I have noted this repeatedly – that MERS own web site claims that it is exists for the purpose of circumventing assignments and documenting ownership!
MERS is an innovative process that simplifies the way mortgage ownership and servicing rights are originated, sold and tracked. Created by the real estate finance industry, MERS eliminates the need to prepare and record assignments when trading residential and commercial mortgage loans.
Sorry, but “creating a real estate finance industry device” does not obviate state law, no matter how much you might wish it did.
From the opinion cited:
The opinion states: “Since no evidence of MERS’ ownership of the underlying note has been offered, and other courts have concluded that MERS does not own the underlying notes, this court is convinced that MERS had no interest it could transfer to Citibank. Since MERS did not own the underlying note, it could not transfer the beneficial interest of the Deed of Trust to another. Any attempt to transfer the beneficial interest of a trust deed without ownership of the underlying note is void under California law.”
Looks pretty basic to me: You can’t transfer what you don’t have, and creating a database for tracking purposes does not create an ownership interest.
As I noted in “And The Housing Fraud Continues” on May 31st there are plenty of reasons to doubt whether or not any of these notes are recoverable.
But whether something is difficult to unwind and put right legally doesn’t have a thing to do with whether or not a note is legally enforceable. It either is or it is not.

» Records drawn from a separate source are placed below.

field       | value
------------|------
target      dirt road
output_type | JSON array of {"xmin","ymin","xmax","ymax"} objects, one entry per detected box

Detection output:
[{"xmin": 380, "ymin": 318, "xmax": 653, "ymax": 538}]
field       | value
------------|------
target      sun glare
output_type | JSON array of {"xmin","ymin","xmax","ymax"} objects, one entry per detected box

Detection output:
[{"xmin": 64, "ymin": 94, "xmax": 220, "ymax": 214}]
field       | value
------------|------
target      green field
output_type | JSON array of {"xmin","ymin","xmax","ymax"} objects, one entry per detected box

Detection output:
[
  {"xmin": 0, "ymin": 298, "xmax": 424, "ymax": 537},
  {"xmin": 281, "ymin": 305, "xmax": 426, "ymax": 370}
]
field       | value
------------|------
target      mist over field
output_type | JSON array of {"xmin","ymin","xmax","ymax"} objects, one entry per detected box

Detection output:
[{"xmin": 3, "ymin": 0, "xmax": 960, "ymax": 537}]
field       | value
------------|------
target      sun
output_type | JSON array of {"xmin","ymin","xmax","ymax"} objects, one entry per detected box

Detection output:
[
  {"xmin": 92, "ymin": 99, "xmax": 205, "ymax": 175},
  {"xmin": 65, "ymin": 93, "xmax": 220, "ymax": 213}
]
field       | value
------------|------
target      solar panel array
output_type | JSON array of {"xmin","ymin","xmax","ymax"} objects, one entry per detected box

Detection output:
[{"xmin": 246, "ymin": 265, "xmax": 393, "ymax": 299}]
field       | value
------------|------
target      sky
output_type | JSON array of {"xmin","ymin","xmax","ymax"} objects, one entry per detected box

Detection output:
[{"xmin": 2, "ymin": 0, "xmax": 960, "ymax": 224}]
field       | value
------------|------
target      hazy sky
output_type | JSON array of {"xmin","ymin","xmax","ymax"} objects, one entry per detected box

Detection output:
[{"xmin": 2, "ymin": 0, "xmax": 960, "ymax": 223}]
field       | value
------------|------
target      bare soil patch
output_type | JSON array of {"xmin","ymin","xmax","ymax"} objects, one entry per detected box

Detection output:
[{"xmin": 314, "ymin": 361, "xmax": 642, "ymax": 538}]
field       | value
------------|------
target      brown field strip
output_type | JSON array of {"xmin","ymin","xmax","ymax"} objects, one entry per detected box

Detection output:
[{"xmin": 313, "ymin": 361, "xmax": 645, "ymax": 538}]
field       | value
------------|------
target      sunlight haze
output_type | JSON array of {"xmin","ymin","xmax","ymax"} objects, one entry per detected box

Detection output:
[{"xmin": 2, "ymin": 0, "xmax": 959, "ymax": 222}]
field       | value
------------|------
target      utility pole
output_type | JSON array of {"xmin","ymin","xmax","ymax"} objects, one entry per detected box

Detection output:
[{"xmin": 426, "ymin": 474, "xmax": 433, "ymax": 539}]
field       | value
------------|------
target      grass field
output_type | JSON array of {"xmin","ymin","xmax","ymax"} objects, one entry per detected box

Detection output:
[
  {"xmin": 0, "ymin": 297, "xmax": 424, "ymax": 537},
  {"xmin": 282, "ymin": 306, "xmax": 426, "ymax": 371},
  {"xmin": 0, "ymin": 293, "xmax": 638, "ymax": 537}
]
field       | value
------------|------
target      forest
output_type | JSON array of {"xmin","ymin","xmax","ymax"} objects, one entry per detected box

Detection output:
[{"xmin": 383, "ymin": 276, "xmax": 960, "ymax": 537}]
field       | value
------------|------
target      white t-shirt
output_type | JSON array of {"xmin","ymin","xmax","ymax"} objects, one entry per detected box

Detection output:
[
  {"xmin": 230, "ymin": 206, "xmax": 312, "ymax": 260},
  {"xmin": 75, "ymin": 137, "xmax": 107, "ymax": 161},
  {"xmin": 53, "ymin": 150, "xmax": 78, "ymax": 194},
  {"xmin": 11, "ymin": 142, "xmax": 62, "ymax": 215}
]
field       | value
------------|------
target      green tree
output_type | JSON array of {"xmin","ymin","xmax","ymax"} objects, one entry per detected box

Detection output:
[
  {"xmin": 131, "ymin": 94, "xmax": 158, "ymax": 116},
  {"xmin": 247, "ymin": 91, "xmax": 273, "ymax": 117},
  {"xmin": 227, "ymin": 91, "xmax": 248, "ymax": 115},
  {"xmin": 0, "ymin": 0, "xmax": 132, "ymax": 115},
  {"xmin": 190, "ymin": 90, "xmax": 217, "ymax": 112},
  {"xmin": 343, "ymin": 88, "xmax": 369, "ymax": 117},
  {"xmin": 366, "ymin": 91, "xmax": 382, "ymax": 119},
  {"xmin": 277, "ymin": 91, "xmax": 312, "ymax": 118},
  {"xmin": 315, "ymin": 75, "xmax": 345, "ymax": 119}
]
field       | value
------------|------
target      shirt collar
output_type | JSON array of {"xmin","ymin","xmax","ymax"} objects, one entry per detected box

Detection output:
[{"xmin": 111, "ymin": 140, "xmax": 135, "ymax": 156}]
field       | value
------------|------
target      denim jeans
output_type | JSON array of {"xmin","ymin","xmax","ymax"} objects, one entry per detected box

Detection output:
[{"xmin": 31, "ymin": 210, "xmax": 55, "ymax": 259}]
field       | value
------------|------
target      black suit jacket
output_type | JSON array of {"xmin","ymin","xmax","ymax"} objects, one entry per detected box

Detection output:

When will we see Attorney General Holder open a criminal investigation into this matter? Is there not sufficient question as to whether or not the very existence of these so-called “transfer systems” evidences an enterprise between multiple parties formed for the very purpose of circumventing state law, and that such systems, inherently being formed and operated in interstate commerce, are certainly within the realm of Federal Government jurisdiction.
There are many who will argue that this is “just” a civil matter. I disagree. The intentional creation of these devices as an enabler to alleged value where none exists is not a civil matter. Nor is creating securities where one represents that a particular interest exists for the purchaser, when in fact it does not.
Wake up America – and if the United States AG will not act, then the State Attorneys General must.
In the meantime if you are facing a foreclosure and MERS was involved in some fashion, either in assignment of the paper just before the suit was filed or worse, in bringing the suit itself, you need competent legal advice right now.
You may be able to stop the foreclosure dead in its tracks.